The paint of the present invention can form a coating film of good properties even on stainless steel, which can be applied at room temperature and did not have a suitable paint with durability, thereby achieving a breakthrough in the coating technology in this field. In addition, the inorganic paint of the present invention can be used as a cement paint having a long life and excellent UV resistance compared to conventional cement paint or stone paint, and acts as a flame retardant paint that is not easily burned when applied to wood.

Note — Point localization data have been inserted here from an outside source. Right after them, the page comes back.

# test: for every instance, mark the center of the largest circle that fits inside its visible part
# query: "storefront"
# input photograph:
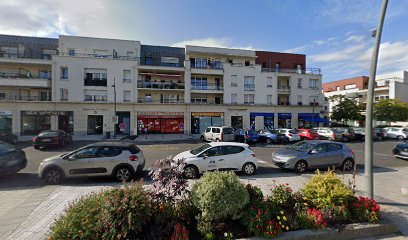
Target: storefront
(284, 120)
(261, 120)
(6, 121)
(160, 122)
(201, 120)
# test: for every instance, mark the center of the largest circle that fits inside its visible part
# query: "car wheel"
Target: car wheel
(301, 166)
(123, 174)
(248, 168)
(53, 176)
(348, 164)
(190, 171)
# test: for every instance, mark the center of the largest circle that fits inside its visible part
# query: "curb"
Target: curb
(351, 231)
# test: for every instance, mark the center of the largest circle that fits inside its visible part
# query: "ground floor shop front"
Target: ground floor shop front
(96, 121)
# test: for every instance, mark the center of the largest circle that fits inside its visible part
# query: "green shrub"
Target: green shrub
(219, 195)
(327, 190)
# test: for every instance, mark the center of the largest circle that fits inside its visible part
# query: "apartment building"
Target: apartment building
(161, 89)
(393, 86)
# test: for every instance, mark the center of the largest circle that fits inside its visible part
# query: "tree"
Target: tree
(391, 110)
(346, 109)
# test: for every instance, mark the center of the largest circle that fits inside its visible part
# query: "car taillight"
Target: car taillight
(133, 158)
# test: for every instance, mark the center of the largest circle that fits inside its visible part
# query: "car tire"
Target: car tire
(301, 166)
(190, 172)
(53, 175)
(248, 168)
(123, 174)
(348, 164)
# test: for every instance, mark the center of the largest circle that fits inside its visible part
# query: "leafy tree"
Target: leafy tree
(391, 110)
(345, 109)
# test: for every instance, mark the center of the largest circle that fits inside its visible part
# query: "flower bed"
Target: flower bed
(217, 207)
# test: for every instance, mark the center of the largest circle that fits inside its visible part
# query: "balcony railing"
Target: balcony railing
(162, 101)
(159, 85)
(311, 71)
(16, 97)
(208, 87)
(95, 82)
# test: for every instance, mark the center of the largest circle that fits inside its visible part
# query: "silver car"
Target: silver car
(118, 159)
(314, 154)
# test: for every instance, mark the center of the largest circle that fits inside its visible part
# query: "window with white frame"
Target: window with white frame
(234, 98)
(127, 96)
(234, 80)
(127, 76)
(269, 82)
(249, 98)
(64, 94)
(313, 83)
(249, 83)
(269, 99)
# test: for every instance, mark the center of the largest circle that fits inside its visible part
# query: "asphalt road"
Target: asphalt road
(383, 160)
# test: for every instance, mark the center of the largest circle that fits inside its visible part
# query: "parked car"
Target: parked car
(218, 134)
(401, 150)
(291, 134)
(271, 136)
(218, 156)
(119, 159)
(8, 138)
(328, 134)
(52, 138)
(314, 154)
(347, 134)
(246, 135)
(12, 159)
(307, 134)
(396, 133)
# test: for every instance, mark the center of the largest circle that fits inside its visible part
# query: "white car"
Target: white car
(291, 134)
(219, 156)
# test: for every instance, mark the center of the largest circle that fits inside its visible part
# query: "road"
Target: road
(383, 160)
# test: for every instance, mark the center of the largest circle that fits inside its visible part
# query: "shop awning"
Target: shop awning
(315, 119)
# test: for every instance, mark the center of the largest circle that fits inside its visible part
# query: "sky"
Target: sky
(335, 35)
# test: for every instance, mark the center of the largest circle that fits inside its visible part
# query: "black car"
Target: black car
(12, 159)
(401, 150)
(52, 138)
(8, 138)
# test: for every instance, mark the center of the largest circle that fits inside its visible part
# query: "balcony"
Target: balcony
(309, 71)
(160, 101)
(160, 85)
(95, 82)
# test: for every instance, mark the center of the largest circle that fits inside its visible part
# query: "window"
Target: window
(71, 52)
(249, 83)
(64, 94)
(249, 98)
(269, 99)
(126, 96)
(299, 83)
(64, 73)
(313, 83)
(234, 81)
(234, 98)
(269, 82)
(126, 76)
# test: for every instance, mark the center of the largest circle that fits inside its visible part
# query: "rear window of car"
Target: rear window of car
(228, 131)
(48, 134)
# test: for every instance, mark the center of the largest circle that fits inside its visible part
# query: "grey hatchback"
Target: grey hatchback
(314, 154)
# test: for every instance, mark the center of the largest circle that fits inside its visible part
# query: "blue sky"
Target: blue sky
(334, 34)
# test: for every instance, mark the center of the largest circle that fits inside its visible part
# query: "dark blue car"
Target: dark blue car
(246, 135)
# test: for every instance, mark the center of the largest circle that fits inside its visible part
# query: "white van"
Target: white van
(218, 134)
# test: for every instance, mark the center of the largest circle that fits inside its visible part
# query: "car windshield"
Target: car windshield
(302, 146)
(200, 149)
(48, 134)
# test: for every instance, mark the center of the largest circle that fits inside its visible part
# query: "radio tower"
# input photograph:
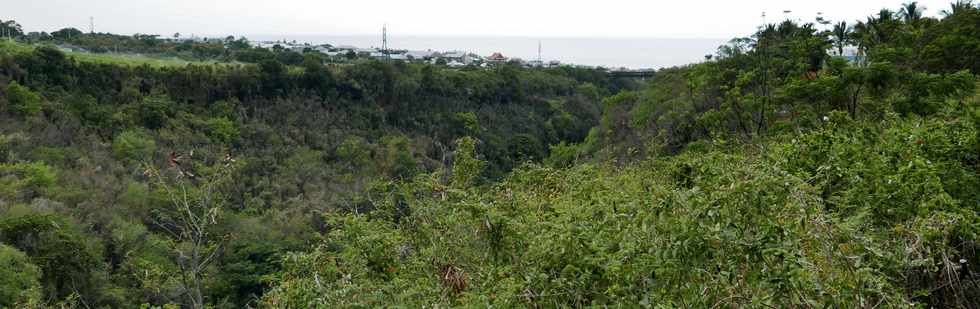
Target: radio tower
(384, 42)
(539, 51)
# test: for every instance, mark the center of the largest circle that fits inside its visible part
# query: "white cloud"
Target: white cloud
(609, 18)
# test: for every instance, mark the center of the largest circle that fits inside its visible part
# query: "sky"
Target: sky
(522, 18)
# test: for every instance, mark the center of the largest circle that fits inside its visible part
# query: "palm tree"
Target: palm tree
(958, 7)
(911, 13)
(841, 36)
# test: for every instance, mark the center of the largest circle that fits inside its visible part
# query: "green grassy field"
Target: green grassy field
(119, 59)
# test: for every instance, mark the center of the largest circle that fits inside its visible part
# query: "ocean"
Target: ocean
(632, 53)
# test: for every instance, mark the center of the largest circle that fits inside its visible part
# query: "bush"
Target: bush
(19, 285)
(22, 101)
(133, 146)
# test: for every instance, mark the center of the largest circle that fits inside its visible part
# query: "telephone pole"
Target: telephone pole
(539, 51)
(384, 42)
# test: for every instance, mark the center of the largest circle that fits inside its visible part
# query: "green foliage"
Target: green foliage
(22, 101)
(24, 181)
(466, 166)
(223, 130)
(19, 284)
(837, 217)
(395, 157)
(134, 146)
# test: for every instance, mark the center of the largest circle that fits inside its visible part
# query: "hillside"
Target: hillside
(773, 174)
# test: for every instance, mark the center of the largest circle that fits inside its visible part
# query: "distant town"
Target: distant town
(340, 54)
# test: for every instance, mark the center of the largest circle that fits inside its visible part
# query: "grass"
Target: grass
(13, 47)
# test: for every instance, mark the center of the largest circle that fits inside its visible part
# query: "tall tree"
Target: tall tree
(958, 7)
(911, 13)
(841, 36)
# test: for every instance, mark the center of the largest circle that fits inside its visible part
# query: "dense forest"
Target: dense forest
(773, 174)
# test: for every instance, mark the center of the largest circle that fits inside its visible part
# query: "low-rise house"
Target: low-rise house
(419, 55)
(496, 58)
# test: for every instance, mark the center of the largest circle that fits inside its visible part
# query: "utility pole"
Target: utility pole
(384, 42)
(539, 51)
(763, 42)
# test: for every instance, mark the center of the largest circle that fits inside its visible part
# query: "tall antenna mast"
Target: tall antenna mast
(384, 42)
(539, 51)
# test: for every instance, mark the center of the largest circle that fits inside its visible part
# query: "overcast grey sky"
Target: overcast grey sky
(571, 18)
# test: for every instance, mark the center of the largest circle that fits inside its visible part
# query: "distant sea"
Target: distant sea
(632, 53)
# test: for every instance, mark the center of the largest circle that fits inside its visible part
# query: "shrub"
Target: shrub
(22, 101)
(133, 146)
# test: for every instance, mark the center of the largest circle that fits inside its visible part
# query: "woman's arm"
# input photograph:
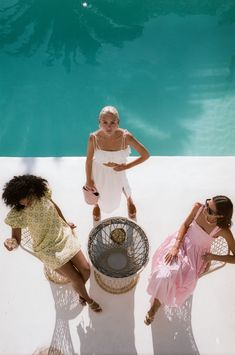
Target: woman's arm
(71, 225)
(180, 236)
(89, 158)
(13, 242)
(228, 236)
(140, 148)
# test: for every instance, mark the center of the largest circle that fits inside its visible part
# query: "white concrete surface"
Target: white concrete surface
(35, 314)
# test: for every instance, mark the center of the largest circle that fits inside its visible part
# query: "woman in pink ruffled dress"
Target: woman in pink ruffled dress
(182, 257)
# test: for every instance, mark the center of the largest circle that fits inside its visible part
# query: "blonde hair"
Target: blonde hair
(109, 109)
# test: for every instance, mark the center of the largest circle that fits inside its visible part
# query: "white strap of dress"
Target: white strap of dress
(95, 141)
(199, 211)
(214, 231)
(124, 139)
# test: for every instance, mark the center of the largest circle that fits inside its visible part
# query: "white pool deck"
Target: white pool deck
(36, 314)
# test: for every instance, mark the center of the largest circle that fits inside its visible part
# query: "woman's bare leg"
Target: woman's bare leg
(152, 311)
(78, 284)
(77, 281)
(96, 213)
(82, 265)
(131, 208)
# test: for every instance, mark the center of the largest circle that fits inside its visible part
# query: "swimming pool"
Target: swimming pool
(168, 66)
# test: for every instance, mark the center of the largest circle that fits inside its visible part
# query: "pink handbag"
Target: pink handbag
(91, 196)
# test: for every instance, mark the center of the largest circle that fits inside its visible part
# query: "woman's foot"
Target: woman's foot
(82, 301)
(96, 214)
(152, 311)
(149, 318)
(95, 306)
(131, 210)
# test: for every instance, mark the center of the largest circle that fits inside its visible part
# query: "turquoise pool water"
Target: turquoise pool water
(168, 66)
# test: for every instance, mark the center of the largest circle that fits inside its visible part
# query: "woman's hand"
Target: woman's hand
(110, 164)
(172, 255)
(11, 244)
(207, 257)
(120, 167)
(90, 185)
(71, 225)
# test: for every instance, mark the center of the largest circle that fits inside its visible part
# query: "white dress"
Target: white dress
(110, 183)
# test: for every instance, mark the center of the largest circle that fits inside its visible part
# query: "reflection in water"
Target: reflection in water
(172, 330)
(67, 307)
(111, 331)
(68, 29)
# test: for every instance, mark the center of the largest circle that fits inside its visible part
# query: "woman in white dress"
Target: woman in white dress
(107, 152)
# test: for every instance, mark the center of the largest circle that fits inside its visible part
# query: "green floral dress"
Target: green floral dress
(52, 239)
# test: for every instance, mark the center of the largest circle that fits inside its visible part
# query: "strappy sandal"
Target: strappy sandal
(131, 210)
(96, 214)
(82, 301)
(95, 307)
(148, 319)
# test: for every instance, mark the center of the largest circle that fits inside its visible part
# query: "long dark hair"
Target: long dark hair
(224, 207)
(23, 186)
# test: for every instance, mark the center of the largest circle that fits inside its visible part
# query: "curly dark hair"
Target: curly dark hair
(23, 186)
(224, 207)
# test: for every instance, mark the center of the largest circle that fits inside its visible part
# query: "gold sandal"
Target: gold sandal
(96, 214)
(82, 301)
(131, 210)
(148, 319)
(95, 307)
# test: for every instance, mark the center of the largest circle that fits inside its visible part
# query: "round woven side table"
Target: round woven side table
(118, 249)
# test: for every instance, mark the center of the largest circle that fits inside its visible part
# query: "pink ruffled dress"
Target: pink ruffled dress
(173, 283)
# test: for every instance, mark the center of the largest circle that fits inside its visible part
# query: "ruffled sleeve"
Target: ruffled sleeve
(16, 219)
(48, 193)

The paint according to the present invention is environmentally friendly because it does not use organic solvents that are harmful to the human body, and is resistant to ultraviolet rays as compared with the life (2-3 years) of general oil paints whose constituents are generally organic materials. More than a year) and low cost 100% domestic raw materials are advantageous in terms of cost. In addition, it exhibits excellent physical properties (adhesive strength, surface strength) even when applied to inorganic materials such as aluminum, stainless steel, and nonferrous metals, which are difficult to apply as general paints, and to wood and glass.

Claims (6)

An inorganic binder containing liquid silicate as a main component, wherein the inorganic silicate is stabilized by adding 2-40 parts by weight of an aqueous 10-80% by weight aqueous acid salt solution to 100 parts by weight of the liquid silicate. The inorganic binder according to claim 1, wherein the liquid silicate is sodium silicate or potassium silicate. The acid salt according to claim 1 or 2, wherein the acid salt is aluminum sulfate, zinc chloride, ferric sulfate, tin chloride, magnesium chloride, strontium chloride, lithium chloride, barium chloride, cobalt chloride, magnesium sulfate, barium chloride, manganese chloride. Inorganic binder, characterized in that selected from the group consisting of. The inorganic binder according to claim 1 or 2, wherein the liquid silicate is treated with 0.1 to 10% by weight of an unsaturated organic compound by weight of the silicate prior to treatment with the acid salt. The inorganic binder according to claim 4, wherein the unsaturated organic compound is selected from oleic acid, citric acid and lauric acid. 2-40 parts by weight of 10-80% by weight of an aqueous acid salt solution is added to 100 parts by weight of liquid silicate to stabilize the liquid silicate.